3. Model Architecture & Technical Details
Seedance 2.0 is built around the Dual-Branch Diffusion Transformer (DB-DiT), which separately processes video and audio streams via transformer-based denoising diffusion models while synchronizing generation steps to enforce audio-visual alignment. The system leverages a World Model that integrates physics simulation modules, enabling consistent spatial and temporal object behaviors within video sequences.
Training was conducted in multiple stages on large-scale, diverse datasets spanning images, videos, text captions, and audio recordings across multiple languages. Initial large-scale pre-training utilized resolutions spanning from 720p to 1080p, followed by supervised fine-tuning (SFT) to improve text and visual prompt conditioning fidelity. Reinforcement Learning with Human Feedback (RLHF) optimized multi-dimensional reward models that simultaneously assess aesthetics, motion coherence, and audio-visual synchronization quality.
The training pipeline supports multiple aspect ratios including 9:16, 16:9, 1:1, and 4:3, and target output lengths from 4 to 60 seconds. Specialized modules enable the @ reference system for fine-grained control of creative elements based on provided input assets.
4. Performance Highlights
Seedance 2.0 was benchmarked on the comprehensive SeedVideoBench-2.0 suite, which evaluates generative video models across over 50 image-based and 24 video-based benchmarks covering diverse content domains and multi-modal tasks.
| Rank | Model | Developer | Score/Metric | Release Date |
|---|---|---|---|---|
| 1 | Kling 3.0 | External | Competitive | 2025 |
| 2 | Sora 2 | External | Competitive | 2025 |
| 3 | Seedance 2.0 | ByteDance | High audiovisual sync, motion realism | 2026 |
| 4 | Veo 3.1 | External | Strong baseline | 2025 |
Seedance 2.0 matches or exceeds these contemporary models in synchronized video-audio generation, demonstrating especially strong performance in phoneme-level lip synchronization and motion naturalism thanks to the World Model component.

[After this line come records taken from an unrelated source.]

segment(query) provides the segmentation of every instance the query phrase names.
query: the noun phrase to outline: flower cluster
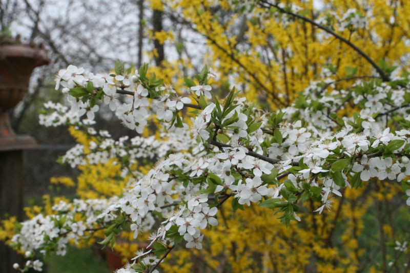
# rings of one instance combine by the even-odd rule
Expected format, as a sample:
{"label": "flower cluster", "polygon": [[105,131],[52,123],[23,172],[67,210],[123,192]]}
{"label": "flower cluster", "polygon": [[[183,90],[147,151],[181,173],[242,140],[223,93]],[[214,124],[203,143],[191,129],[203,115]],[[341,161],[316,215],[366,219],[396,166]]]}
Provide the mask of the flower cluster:
{"label": "flower cluster", "polygon": [[[237,97],[234,90],[220,102],[212,94],[206,67],[196,76],[197,84],[186,79],[187,90],[180,92],[185,95],[161,87],[155,77],[148,78],[147,69],[133,72],[117,64],[115,72],[106,75],[85,74],[72,66],[58,73],[57,87],[63,87],[70,107],[47,103],[53,112],[44,113],[42,120],[49,125],[74,124],[93,137],[88,153],[77,145],[64,161],[74,167],[126,159],[120,160],[125,174],[141,158],[159,161],[145,175],[134,173],[120,197],[61,203],[54,208],[55,215],[24,222],[13,238],[22,249],[42,251],[48,240],[56,246],[53,250],[63,254],[69,240],[79,239],[96,223],[109,226],[105,245],[115,241],[112,230],[129,226],[135,238],[159,224],[149,245],[157,256],[166,256],[182,240],[188,248],[201,249],[201,230],[218,224],[218,208],[230,198],[234,210],[258,204],[281,212],[288,224],[300,220],[296,213],[306,200],[321,202],[315,211],[321,213],[342,195],[343,188],[374,179],[401,181],[408,194],[410,131],[384,127],[393,116],[404,128],[410,125],[408,85],[402,84],[408,79],[398,79],[400,85],[358,81],[349,91],[324,93],[323,87],[332,82],[326,79],[326,83],[308,87],[303,100],[269,113]],[[125,102],[119,102],[119,95],[126,97]],[[348,109],[346,98],[361,110],[340,117],[335,113]],[[155,117],[160,139],[115,140],[106,131],[97,133],[91,125],[98,101],[138,133]],[[187,107],[197,111],[190,125],[181,117]],[[76,213],[87,220],[75,221]],[[118,272],[154,270],[159,259],[147,251],[133,261]]]}

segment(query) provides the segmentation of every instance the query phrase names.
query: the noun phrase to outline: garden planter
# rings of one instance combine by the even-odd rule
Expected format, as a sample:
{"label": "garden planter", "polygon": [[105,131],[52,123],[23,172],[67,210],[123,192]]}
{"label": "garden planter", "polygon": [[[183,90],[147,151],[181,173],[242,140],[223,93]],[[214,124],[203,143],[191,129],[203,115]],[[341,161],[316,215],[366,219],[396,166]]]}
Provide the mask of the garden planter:
{"label": "garden planter", "polygon": [[32,138],[15,135],[7,111],[15,107],[27,93],[33,70],[49,62],[44,50],[22,45],[0,46],[1,151],[35,146]]}

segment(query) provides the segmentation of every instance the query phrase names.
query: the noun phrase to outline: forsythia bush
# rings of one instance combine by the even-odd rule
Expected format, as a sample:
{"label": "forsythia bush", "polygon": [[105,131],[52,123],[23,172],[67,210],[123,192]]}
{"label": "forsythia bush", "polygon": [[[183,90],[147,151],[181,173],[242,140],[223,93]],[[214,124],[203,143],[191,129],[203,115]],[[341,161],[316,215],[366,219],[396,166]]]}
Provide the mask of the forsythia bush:
{"label": "forsythia bush", "polygon": [[[118,272],[408,270],[408,4],[222,1],[224,20],[214,2],[152,2],[206,38],[213,70],[58,72],[68,104],[40,122],[74,128],[61,160],[81,171],[79,198],[15,224],[16,269],[96,240],[129,256]],[[97,132],[102,109],[138,136]]]}

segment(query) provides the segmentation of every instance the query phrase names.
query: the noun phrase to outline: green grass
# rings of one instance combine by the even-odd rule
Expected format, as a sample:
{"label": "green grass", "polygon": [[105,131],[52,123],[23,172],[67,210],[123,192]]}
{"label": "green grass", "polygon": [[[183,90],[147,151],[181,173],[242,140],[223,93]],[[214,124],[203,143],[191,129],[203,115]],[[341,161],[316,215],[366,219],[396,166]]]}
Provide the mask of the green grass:
{"label": "green grass", "polygon": [[69,246],[65,256],[53,255],[45,266],[48,273],[109,273],[107,262],[90,248]]}

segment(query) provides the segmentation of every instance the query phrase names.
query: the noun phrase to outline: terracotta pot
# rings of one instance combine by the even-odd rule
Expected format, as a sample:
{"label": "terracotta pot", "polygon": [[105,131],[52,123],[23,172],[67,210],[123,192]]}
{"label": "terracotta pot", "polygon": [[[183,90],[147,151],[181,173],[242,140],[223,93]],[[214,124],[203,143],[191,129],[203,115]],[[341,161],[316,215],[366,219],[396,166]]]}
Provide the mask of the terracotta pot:
{"label": "terracotta pot", "polygon": [[21,45],[0,46],[0,112],[17,105],[27,92],[33,70],[49,62],[43,49]]}
{"label": "terracotta pot", "polygon": [[0,46],[0,151],[36,146],[32,138],[15,135],[7,111],[27,92],[33,70],[49,62],[44,49],[23,45]]}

Its 30% speed improvement and 90% output usability rate reflect notable efficiency advancements.
5. Intended Use & Applications
-
Social Media Content Creation: Efficiently generate engaging short videos with synchronized audio and visually rich effects, tailored for platforms like TikTok and Instagram.
-
E-commerce Product Videos: Automatically produce dynamic product showcases combining text, image, and video inputs with realistic motion and sound to enhance online shopping experiences.
-
Marketing Campaigns: Craft high-quality cinematic promotional content that integrates brand assets via the @ reference system for tailored storytelling and audience engagement.
-
Music Videos: Generate synchronized visuals with phoneme-accurate lip-syncing for multilingual vocal tracks to support artist and record label promotional needs.
-
Short Narrative Films: Create compelling narrative-driven video clips with coherent motion and spatial consistency, supporting indie filmmakers and content creators.
-
Fashion and Luxury Showcases: Produce visually detailed and aesthetic presentations incorporating texture and lighting refinements for high-end brand communications.